I closed my eyes for a few seconds. Then I said, “No, you don’t understand, Plum. It’s the same as telling the horses apart. If you could pass me a knife and a screwdriver and a saw and I don’t know what else, there would be a space big enough to crawl through, and I wouldn’t need the tools to begin with. Like the horses.”
“Look out, Evan.”
“Huh?”
Look out for what, I wondered. And, in answer to my question, something plummeted through the breathing tube and hit me in the mouth. I made the appropriate noise and Plum said that she was sorry but that she had warned me. This was true enough.
I found the thing that had hit me. I said, “Oh.”
“You see, Evan?”
“It’s one of those knives,” I said.
“Yes.”
“One of those knives with a hundred blades in it.”
“Sixteen blades, I think.”
“They sell them in those little schlock shops on Times Square. Swiss Navy knives or something-”
“Swiss Army pocketknives.”
“That’s it.” I began opening the knife. There was a nail file, a tiny pair of scissors, a thing for making holes in your belt-
“It was my father’s,” Plum said. “It was his legacy to me. I always carry it.”
“I didn’t know he was in the Swiss Army.”

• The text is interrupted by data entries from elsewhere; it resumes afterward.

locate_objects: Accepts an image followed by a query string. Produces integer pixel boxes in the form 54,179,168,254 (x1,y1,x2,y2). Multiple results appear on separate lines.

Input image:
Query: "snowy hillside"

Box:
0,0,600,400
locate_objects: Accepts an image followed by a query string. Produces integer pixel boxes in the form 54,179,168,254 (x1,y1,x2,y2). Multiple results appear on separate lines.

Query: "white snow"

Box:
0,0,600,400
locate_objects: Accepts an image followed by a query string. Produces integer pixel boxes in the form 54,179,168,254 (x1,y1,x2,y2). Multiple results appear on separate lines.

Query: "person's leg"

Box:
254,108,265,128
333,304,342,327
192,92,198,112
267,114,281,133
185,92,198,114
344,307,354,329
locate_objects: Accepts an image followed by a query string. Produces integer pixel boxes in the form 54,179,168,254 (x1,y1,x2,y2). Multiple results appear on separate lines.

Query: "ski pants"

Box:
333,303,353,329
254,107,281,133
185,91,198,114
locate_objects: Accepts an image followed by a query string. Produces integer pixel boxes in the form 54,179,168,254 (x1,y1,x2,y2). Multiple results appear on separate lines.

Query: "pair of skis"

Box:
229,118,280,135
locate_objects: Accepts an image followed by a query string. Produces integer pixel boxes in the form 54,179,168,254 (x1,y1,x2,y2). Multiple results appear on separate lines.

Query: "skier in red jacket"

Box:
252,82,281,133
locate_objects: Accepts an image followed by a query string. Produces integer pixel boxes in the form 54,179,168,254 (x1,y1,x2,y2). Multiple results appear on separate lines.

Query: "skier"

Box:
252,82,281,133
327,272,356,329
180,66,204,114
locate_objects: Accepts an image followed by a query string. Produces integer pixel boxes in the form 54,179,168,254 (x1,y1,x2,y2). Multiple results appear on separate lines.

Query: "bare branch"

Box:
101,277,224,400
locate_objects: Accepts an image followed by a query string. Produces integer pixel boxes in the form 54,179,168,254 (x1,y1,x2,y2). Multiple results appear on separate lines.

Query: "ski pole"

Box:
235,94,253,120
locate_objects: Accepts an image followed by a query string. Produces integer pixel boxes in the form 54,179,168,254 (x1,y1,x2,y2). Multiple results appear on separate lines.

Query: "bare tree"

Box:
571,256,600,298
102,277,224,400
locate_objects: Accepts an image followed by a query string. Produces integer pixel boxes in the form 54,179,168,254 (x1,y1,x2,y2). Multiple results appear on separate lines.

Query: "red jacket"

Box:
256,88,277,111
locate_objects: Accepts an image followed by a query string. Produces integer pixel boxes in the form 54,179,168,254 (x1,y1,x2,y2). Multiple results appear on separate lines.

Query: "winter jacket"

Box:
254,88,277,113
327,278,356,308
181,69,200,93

“He was in every army at one time or another. My mother told me this. My father was a brave mad Welshman with wild eyes and the soul of a poet.”

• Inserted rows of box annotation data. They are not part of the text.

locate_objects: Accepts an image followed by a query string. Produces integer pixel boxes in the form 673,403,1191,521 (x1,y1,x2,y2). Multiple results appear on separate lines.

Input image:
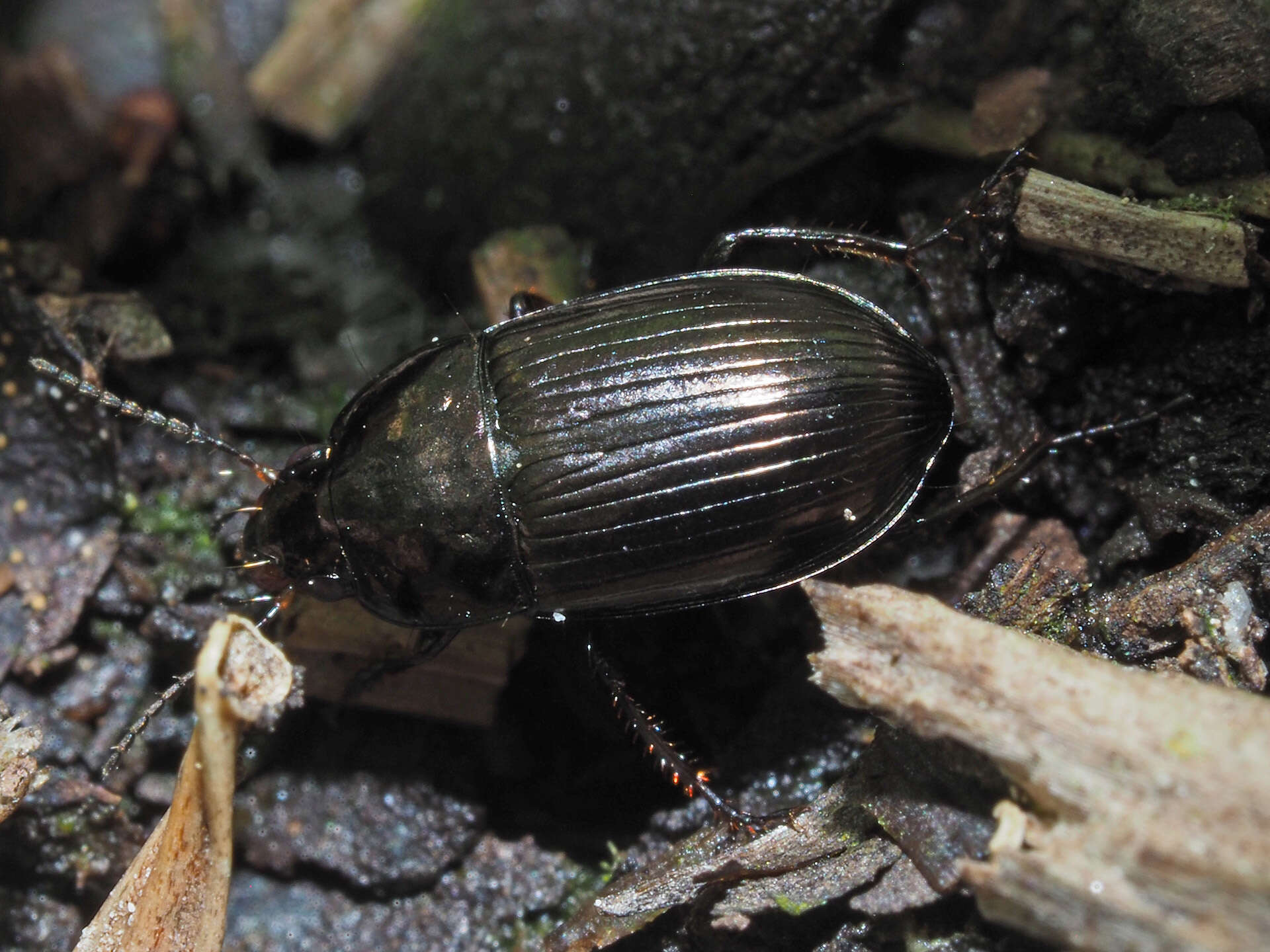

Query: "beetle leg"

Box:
102,670,194,783
587,643,772,833
341,628,458,705
507,291,555,321
912,393,1191,528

I kept on opening the knife. A can opener, a cap lifter, a saw, a couple of cutting blades, a chisel-
“You carry this around all the time?”
“Always, Evan.”
“I’m glad you do, but why?”
“For protection, Evan. A girl my age-”
“Protection?”
“Yes.”
“By the time you found the right blade, and got it open, you wouldn’t have much left to protect.”

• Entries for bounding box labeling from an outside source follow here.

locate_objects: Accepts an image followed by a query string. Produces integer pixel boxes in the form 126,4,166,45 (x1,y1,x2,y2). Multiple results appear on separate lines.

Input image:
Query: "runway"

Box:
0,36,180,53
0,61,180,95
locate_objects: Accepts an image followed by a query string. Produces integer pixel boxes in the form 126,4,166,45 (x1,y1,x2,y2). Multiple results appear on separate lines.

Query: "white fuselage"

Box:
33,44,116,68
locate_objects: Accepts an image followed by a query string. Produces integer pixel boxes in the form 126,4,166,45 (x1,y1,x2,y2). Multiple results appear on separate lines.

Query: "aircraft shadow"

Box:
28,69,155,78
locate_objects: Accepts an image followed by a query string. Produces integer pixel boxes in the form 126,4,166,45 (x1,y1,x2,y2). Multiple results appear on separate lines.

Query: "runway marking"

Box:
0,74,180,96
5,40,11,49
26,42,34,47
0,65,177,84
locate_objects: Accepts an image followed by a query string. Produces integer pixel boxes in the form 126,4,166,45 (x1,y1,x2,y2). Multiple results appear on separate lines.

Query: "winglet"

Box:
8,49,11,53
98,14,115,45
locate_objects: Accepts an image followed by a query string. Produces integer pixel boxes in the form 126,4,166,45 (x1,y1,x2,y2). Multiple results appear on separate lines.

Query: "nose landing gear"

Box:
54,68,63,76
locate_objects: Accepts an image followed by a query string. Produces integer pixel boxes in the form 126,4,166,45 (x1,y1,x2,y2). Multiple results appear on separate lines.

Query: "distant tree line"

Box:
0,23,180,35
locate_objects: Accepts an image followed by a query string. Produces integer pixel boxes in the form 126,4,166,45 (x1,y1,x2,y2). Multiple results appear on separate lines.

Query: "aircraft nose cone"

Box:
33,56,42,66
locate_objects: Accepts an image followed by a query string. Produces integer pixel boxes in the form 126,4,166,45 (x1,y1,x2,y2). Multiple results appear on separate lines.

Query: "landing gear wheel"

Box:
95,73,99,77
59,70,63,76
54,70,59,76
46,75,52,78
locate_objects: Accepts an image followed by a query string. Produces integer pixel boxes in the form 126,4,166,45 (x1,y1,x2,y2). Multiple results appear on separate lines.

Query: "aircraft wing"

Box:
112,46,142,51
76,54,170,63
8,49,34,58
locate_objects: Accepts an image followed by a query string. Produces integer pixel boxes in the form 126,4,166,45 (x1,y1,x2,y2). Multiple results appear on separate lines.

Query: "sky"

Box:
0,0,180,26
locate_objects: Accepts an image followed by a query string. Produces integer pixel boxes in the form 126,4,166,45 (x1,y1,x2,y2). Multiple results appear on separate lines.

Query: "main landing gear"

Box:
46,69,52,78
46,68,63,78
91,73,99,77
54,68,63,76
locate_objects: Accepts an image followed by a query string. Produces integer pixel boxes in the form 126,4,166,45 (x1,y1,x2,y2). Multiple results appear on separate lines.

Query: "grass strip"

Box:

She began to giggle. I opened a few more blades and found one that was designed, among other things, for unscrewing screws. I think it also told time, recited the Lord’s Prayer in three languages, and kept bridge scores. Plum went on giggling, and I started doing things to the screws that held the hinges that connected the coffin lid to the coffin.